27 March 2017

Don’t you get fed up with the over-use of certain words and phrases? As ‘fit for purpose’ and ‘up to speed’ have mercifully faded, top spot in this category at the moment must go to the noun ‘resilience’ (less frequently ‘resiliency’; adjective ‘resilient’). From politicians confronting low poll ratings and premier league managers after being hammered by Chelsea to those representing farmers’ organizations in the aftermath of heavy rain during harvest, just about everybody with a microphone pushed at them by a journalist goes on about how much they admire the ‘resilience’ in the face of adversity of their supporters, lads, or members – by which they mean their refusal to give up or concede defeat and their ability to bounce back. What they describe is indeed admirable, and harried people put on the spot are entitled to clutch at a short, fashionable word that most will understand. There is, however, no excuse for the rest of us, because English is a rich language and the Internet has easily-reached dictionaries of synonyms.
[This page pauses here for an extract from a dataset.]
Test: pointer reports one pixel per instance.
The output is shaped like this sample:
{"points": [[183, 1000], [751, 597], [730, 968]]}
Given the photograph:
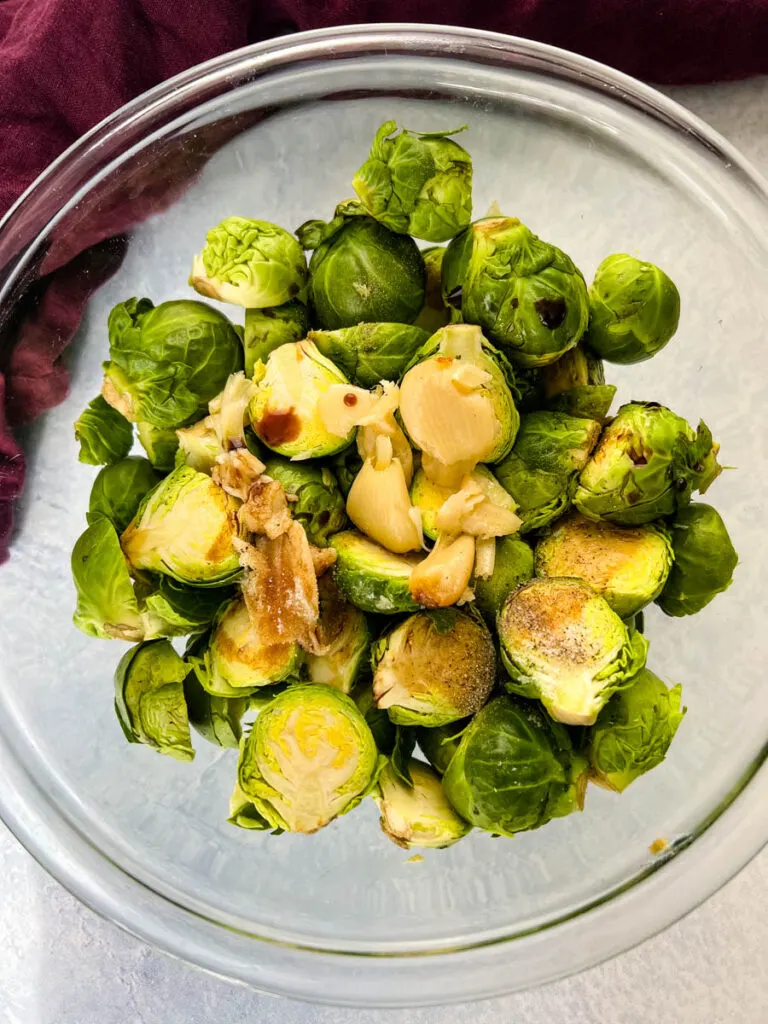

On it can also be found at a click the text of the stirring Victorian poem ‘Invictus’, with its famous words ‘bloody, but unbowed’. Now there’s the kind of language I wouldn’t mind seeing being repeated … well, for a while. Thanks to its suicide-disposed government (it’s leaving a note at the side of the BREXIT slip road of the A50 on Wednesday 29 March), the British people will soon need to seek comfort from the spirit it invokes.\

PS, 16 November 2020: Space X’s Crew Dragon spacecraft, just successfully launched, is named … you guessed it … ‘Resilience’.